Learning to play music was a simple gift. I still enjoy it today and have come to appreciate all types of music. At this time of year, memories of playing Leroy Anderson’s Sleigh Ride and other holiday pieces in band rise to the surface of my mind. For some years, probably between 6th and 9th grade, I actually considered becoming a musician. But, with the first chance at being the section leader and experiencing the social ostracization from the other students, I knew it was not the life for me.

The song, Simple Gifts, is an old shaker song written by a Shaker Leader in 1848. The lyrics are poetic, employing rhyme and repetition.

Simple Gifts -Traditional/Shaker Lyrics

‘Tis the gift to be simple, ’tis the gift to be free
’tis the gift to come down where you ought to be
And when we find ourselves in the place just right
‘Twill be in the valley of love and delight.

When true simplicity is gained
To bow and to bend we shan’t be ashamed
To turn, turn will be our delight
‘Till by turning, turning we come round right.

‘Tis the gift to be simple, ’tis the gift to be free
’tis the gift to come down where you ought to be
And when we find ourselves in the place just right
‘Twill be in the valley of love and delight.

© Joseph Brackett, Shaker Leader, Alfred Shaker Village, 1848

  • Google+ – Source for Simple Gifts Lyrics
  • Wikipedia – Source for Simple Gifts Composer
– ‘Appalachian Spring’, Variation on a Shaker Melody: “Simple Gifts” by Composer Aaron Copeland as played by the New York Philharmonic Leonard Bernstein.

Later, the famous composer Aaron Copeland included this beautiful song in his recording of Appalachian Spring. 1944.

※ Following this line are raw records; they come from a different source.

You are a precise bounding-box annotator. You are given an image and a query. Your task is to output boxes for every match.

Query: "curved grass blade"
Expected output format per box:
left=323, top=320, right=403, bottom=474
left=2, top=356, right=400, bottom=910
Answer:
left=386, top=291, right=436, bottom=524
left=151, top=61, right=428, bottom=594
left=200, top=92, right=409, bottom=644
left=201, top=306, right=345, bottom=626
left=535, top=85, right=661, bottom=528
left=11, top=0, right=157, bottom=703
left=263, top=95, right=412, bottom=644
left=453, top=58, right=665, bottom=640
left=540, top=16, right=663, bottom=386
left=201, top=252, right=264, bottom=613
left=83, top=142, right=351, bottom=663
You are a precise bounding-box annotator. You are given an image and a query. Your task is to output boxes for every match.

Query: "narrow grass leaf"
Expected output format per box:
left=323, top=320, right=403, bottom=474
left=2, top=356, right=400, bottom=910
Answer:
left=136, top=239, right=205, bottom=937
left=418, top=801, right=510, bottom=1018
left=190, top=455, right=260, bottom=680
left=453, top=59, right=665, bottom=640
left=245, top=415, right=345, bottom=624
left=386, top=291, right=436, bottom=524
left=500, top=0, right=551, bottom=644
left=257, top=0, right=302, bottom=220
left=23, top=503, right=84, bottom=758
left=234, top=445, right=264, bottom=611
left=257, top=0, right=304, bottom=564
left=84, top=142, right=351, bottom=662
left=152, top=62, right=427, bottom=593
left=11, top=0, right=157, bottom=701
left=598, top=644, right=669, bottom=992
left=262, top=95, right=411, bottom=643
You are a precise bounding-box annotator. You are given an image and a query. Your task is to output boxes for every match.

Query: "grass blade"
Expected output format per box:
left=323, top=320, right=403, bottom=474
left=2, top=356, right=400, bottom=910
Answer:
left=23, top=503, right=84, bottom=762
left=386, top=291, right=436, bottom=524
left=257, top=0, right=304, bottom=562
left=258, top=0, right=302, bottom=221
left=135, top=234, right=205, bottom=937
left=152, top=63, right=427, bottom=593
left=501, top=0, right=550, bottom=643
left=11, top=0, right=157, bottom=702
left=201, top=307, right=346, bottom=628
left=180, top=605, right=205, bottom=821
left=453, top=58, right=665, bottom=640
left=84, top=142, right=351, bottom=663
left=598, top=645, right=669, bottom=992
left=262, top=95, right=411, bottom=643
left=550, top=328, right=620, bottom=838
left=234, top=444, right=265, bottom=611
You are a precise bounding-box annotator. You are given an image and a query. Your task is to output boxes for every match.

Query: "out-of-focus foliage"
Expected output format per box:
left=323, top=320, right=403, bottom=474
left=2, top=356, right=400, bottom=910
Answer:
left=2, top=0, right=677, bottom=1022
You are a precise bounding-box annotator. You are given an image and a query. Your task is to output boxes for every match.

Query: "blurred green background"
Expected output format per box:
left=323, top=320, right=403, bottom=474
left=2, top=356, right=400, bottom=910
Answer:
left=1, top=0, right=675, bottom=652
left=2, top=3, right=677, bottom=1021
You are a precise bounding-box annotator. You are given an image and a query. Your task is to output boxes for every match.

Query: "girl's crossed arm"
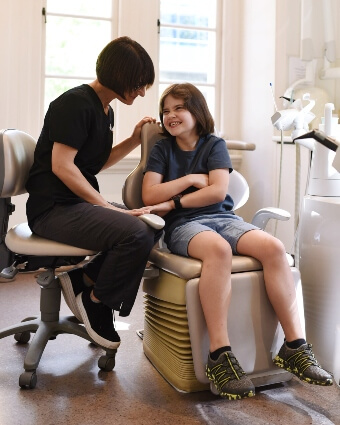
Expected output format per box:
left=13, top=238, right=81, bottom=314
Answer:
left=143, top=168, right=230, bottom=213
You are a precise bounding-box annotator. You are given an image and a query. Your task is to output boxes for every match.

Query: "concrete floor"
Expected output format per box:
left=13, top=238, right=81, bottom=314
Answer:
left=0, top=270, right=339, bottom=425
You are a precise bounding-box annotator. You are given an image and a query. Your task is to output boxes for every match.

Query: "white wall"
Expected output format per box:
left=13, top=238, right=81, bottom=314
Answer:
left=236, top=0, right=277, bottom=227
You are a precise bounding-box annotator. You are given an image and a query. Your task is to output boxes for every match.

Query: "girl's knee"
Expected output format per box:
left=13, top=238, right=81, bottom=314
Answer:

Today, Poetry Friday comes a day after our American Thanksgiving holiday. I am offering the words of this song as a poem today, to remind us all to be grateful for our simple gifts… those that we tend to take for granted. A love for music is my simple gift, what’s yours?

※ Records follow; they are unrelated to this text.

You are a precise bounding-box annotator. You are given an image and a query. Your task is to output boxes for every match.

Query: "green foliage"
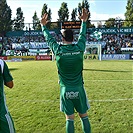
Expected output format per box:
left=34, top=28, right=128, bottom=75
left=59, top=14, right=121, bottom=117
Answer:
left=105, top=18, right=116, bottom=28
left=32, top=11, right=41, bottom=30
left=124, top=0, right=133, bottom=26
left=0, top=0, right=12, bottom=35
left=41, top=3, right=48, bottom=17
left=78, top=0, right=90, bottom=18
left=71, top=8, right=77, bottom=21
left=5, top=60, right=133, bottom=133
left=41, top=3, right=51, bottom=21
left=58, top=2, right=69, bottom=22
left=13, top=7, right=25, bottom=31
left=78, top=0, right=91, bottom=28
left=41, top=3, right=52, bottom=29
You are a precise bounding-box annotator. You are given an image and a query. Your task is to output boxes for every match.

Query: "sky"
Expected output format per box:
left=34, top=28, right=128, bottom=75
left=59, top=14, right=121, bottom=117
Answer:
left=6, top=0, right=127, bottom=25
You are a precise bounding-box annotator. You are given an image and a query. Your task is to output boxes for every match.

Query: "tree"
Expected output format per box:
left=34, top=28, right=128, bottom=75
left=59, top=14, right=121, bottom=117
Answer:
left=13, top=7, right=25, bottom=31
left=78, top=3, right=82, bottom=17
left=32, top=11, right=40, bottom=30
left=41, top=3, right=52, bottom=21
left=58, top=2, right=69, bottom=22
left=71, top=8, right=77, bottom=21
left=104, top=18, right=116, bottom=28
left=41, top=3, right=48, bottom=17
left=41, top=3, right=52, bottom=29
left=124, top=0, right=133, bottom=26
left=78, top=0, right=90, bottom=17
left=0, top=0, right=12, bottom=36
left=78, top=0, right=91, bottom=27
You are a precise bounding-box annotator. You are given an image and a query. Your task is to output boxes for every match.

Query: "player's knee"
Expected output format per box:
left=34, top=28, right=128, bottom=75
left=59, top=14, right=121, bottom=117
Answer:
left=66, top=114, right=74, bottom=120
left=78, top=112, right=88, bottom=118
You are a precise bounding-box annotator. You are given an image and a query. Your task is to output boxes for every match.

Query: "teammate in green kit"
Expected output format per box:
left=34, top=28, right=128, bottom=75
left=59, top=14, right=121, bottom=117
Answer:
left=0, top=59, right=15, bottom=133
left=41, top=8, right=91, bottom=133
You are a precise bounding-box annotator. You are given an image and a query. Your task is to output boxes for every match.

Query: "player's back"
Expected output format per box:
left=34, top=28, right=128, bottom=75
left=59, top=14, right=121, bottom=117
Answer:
left=56, top=43, right=84, bottom=87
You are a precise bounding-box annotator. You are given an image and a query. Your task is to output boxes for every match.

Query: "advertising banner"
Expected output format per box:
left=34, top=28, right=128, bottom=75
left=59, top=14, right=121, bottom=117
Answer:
left=36, top=55, right=52, bottom=60
left=0, top=56, right=7, bottom=60
left=130, top=54, right=133, bottom=60
left=88, top=27, right=133, bottom=34
left=84, top=54, right=98, bottom=60
left=102, top=54, right=130, bottom=60
left=8, top=56, right=36, bottom=60
left=6, top=28, right=60, bottom=37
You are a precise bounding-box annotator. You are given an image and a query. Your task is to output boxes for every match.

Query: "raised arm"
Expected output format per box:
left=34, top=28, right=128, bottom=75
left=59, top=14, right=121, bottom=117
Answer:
left=77, top=8, right=89, bottom=51
left=40, top=13, right=49, bottom=26
left=40, top=13, right=59, bottom=54
left=79, top=8, right=89, bottom=22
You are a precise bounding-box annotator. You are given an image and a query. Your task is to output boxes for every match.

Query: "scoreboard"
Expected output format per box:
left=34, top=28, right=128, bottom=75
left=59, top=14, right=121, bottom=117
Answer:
left=62, top=21, right=81, bottom=29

Our host today is Ruth at There is no such place as a god-forsaken town. Thanks for hosting!

10 thoughts

  1. Beautiful to hear, Carol. I love “Simple Gifts”, used some of the lyrics in a speech once. My school had “Grandpeople’s Day” on the Wed. before Thanksgiving. We used to only have Thursday & Friday off. We chose that day because so many grandparents came for Thanksgiving & it was a chance to show off their grandchildren & the school. I was a speaker during a few of those years & used this song as an inspiration for our giving thanks. It really is lovely. I enjoyed reading about your music experience. I love being in band & orchestra, & played the trombone, as now does a grandson! Hope you enjoyed a nice Thanksgiving.

    Liked by 1 person

    1. Thanks for your detailed comment, Linda. I am glad you could relate to this post and the music! I continued in music during the summer for a few years. But, one of my sons was proficient to extremely talented on several instruments and played throughout college. He still plays piano for enjoyment. I am sure you are proud of your grandson continuing with something you did yourself! I hope you had a nice Thanksgiving, as well. Mine was lovely.

      Liked by 1 person

  2. Hmm…your “simple gift” turned out to be quite complicated at times. I wonder if that’s true of all simple gifts. Mine might be, from my mom, the gift of making things by hand (cooking, sewing, crafting). Her perfectionism and my lack of it caused some friction sometimes, but the gift remains.

    Liked by 1 person

    1. Thanks, Michelle! I hope your son has continued to sing desptie the social trials that exist in music. Although I don’t play anymore, I create in other ways – I think creatives always find a way to bring forth their gifts…and you have more than one! Thanks, again!